Before version 16, that meant (a) providing psql with one or more trusted CA certificates for it to verify against using the sslrootcert option (or a file at ~/.postgresql/root.crt), and (b) telling it to actually check it, using sslmode=verify-full.

To make that work with Neon from a Mac looks something like this:

psql "postgres://user:pass@endpoint.neon.tech/main?sslmode=verify-full&sslrootcert=/etc/ssl/cert.pem"

On Linux distributions, you alter the sslrootcert location: see our docs. On Windows, you download a root cert bundle and point sslrootcert to that.

If you’re using a psql version below 16, that’s how you should connect.

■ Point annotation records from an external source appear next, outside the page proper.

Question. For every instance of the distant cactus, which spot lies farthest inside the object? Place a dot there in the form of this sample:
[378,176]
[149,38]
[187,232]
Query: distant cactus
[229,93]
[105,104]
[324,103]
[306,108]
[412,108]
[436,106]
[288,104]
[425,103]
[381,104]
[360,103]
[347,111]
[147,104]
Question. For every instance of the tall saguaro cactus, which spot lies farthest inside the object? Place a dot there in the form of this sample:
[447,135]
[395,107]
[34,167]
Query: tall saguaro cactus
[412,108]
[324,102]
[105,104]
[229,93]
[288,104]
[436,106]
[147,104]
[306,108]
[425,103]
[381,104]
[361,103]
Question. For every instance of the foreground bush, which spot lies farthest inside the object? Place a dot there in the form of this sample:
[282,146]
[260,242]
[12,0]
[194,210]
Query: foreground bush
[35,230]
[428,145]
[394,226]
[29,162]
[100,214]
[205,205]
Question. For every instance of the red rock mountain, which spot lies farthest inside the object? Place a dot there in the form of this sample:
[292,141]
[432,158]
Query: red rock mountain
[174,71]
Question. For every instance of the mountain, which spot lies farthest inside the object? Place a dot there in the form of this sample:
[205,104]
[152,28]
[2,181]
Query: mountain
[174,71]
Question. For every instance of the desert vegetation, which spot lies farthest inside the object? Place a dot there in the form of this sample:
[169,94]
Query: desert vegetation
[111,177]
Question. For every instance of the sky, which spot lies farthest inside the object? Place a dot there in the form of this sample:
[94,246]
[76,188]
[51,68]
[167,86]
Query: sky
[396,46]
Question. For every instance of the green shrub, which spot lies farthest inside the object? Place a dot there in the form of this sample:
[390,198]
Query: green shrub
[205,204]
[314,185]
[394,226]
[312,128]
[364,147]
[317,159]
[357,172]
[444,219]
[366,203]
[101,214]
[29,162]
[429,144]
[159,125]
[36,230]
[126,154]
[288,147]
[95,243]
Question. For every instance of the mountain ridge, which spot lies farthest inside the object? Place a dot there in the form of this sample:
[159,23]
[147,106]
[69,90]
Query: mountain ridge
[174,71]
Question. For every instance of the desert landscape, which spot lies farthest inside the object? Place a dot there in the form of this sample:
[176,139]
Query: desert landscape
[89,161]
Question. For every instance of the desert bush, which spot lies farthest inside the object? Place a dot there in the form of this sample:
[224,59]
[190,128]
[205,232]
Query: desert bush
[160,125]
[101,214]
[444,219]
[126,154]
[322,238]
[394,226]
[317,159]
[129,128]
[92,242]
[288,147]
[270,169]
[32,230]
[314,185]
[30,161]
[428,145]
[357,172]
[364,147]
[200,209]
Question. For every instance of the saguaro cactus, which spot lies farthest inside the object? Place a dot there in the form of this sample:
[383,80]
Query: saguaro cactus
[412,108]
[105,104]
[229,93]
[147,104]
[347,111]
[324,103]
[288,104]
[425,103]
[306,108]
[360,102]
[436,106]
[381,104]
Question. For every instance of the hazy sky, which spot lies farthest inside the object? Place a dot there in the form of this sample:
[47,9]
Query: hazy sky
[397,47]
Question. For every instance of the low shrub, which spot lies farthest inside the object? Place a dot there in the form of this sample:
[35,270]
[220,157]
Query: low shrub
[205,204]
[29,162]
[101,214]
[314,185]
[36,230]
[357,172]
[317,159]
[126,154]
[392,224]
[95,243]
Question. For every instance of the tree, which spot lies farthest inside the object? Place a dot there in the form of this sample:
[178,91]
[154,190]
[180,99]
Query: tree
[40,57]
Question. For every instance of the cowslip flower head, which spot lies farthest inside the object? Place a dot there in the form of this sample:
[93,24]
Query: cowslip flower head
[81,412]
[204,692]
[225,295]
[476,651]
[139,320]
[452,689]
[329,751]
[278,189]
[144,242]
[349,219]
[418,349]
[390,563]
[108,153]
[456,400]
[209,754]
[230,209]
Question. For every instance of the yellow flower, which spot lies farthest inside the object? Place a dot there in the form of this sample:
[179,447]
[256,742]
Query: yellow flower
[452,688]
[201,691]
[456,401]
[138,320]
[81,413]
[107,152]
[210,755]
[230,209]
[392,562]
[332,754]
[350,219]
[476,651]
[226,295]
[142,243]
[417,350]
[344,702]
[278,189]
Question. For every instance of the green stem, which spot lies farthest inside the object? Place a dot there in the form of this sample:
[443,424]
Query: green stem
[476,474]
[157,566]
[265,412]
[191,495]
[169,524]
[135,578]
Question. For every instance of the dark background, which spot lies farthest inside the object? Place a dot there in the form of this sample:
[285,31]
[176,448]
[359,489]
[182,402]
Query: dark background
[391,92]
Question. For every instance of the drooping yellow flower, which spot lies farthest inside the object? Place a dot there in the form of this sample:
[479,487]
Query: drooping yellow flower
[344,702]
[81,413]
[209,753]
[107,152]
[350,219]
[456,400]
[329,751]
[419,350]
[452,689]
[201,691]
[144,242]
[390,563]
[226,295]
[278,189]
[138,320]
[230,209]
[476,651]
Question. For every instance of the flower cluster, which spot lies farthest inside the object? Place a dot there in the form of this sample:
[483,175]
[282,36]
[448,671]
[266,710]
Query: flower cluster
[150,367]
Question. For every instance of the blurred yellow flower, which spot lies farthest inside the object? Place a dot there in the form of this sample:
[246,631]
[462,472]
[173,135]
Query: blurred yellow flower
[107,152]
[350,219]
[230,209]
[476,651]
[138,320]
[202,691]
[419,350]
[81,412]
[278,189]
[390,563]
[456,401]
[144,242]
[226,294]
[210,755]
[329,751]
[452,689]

It’s fine, but it’s pretty verbose and not so easy to remember (where are those SSL certs again?).

The new sslrootcert=system option in psql 16 provides a nice, easy shortcut for this behavior. Rather than you having to provide psql with trusted CA certificates, sslrootcert=system instructs psql both to use the trusted CA certificates built into your OS as root certs and to do proper authentication via sslmode=verify-full.

As a reminder, on all platforms, it looks like this:

psql "postgres://user:pass@endpoint.neon.tech/main?sslrootcert=system"

As expected, this breaks my proof-of-concept MITM attack. Using psql with sslmode=verify-full from my DNS-spoofing target machine gets me:

psql: error: connection to server at "ep-long-grass-595339.eu-central-1.aws.neon.tech" (192.168.1.119), port 5432 failed: SSL error: certificate verify failed

Note: at the time of writing there appears to be a problem with the EnterpriseDB Postgres 16 builds for Windows, such that using sslrootcert=system always results in the message SSL error: unregistered scheme. I’ve reported this: let’s hope it’s fixed soon.

To insure yourself against errors or omissions, it’s probably also a good idea to change the insecure libpq defaults by setting the following values in .bash_profile, .zprofile, or wherever you define your environment variables:

export PGSSLROOTCERT=system   # or a root cert file for psql <16
export PGSSLMODE=verify-full  # in case psql <16 is used
export PGREQUIREAUTH=scram-sha-256

Then the only way you’ll get a connection that’s vulnerable to MITM attacks is if you specifically ask for one.

Lastly, if you’re connecting to Postgres using other clients or libraries — e.g. from a web server or API — make sure you know how to specify at least an equivalent level of security to sslrootcert=system. For example, in JavaScript, I’m pleased to report that the node-postgres TLS implementation defaults to sslrootcert=system behavior unless you explicitly specify the option rejectUnauthorized=false.